Associate Researcher

Simon Waters joined the staff of the Sonic Arts Research Centre at Queen’s University Belfast in September 2012, moving from his previous role as Director of Studios at the University of East Anglia (1994 - 2012). He initially established a reputation as an electroacoustic composer, with awards and commissions and broadcasts in the UK and abroad, working with many contemporary dance and physical theatre companies and visual artists including Ballet Rambert, Adventures in Motion Pictures and the Royal Opera House Garden Venture, and with pioneering multimedia theatre practitioners Moving Being.

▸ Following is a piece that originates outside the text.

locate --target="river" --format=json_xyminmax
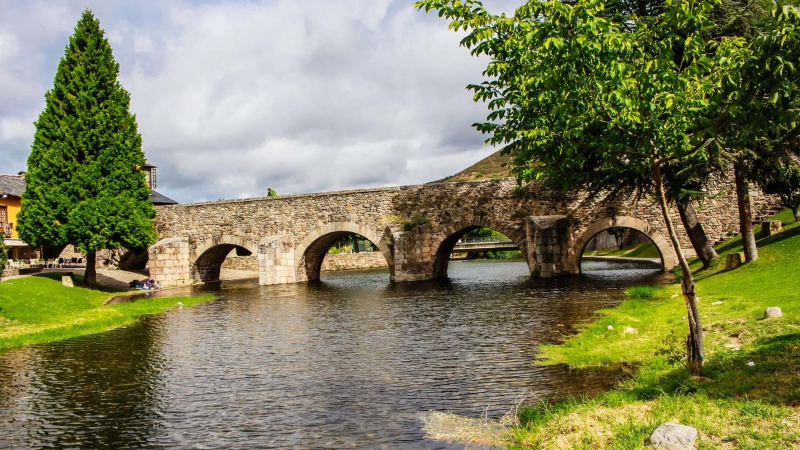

From a focus on electroacoustic works for contemporary dance in the 1980s, his work has shifted from studio-based acousmatic composition to a position which reflects his sense that music is at least as concerned with human action as with acoustic fact. His current research explores continuities between tactility and hearing, and is particularly concerned with space as informed by and informing human presence, rather than as a benign ‘parameter’. He has supervised over fifty research students in areas as diverse as improvising machines, inexpertise and marginal competence in musical interaction, silence and silencedness, soundscape and acoustic ecology, real-time audio-visual composition and performance systems design as well as in more explicitly ‘compositional’ areas.

His publications are similarly diverse, recent examples exploring empathy and ethics in improvised conduct, early nineteenth century woodwind instrument production in London, the notion of the ‘local’ in a ubiquitously digitized world, and hybrid physical/virtual instrument design.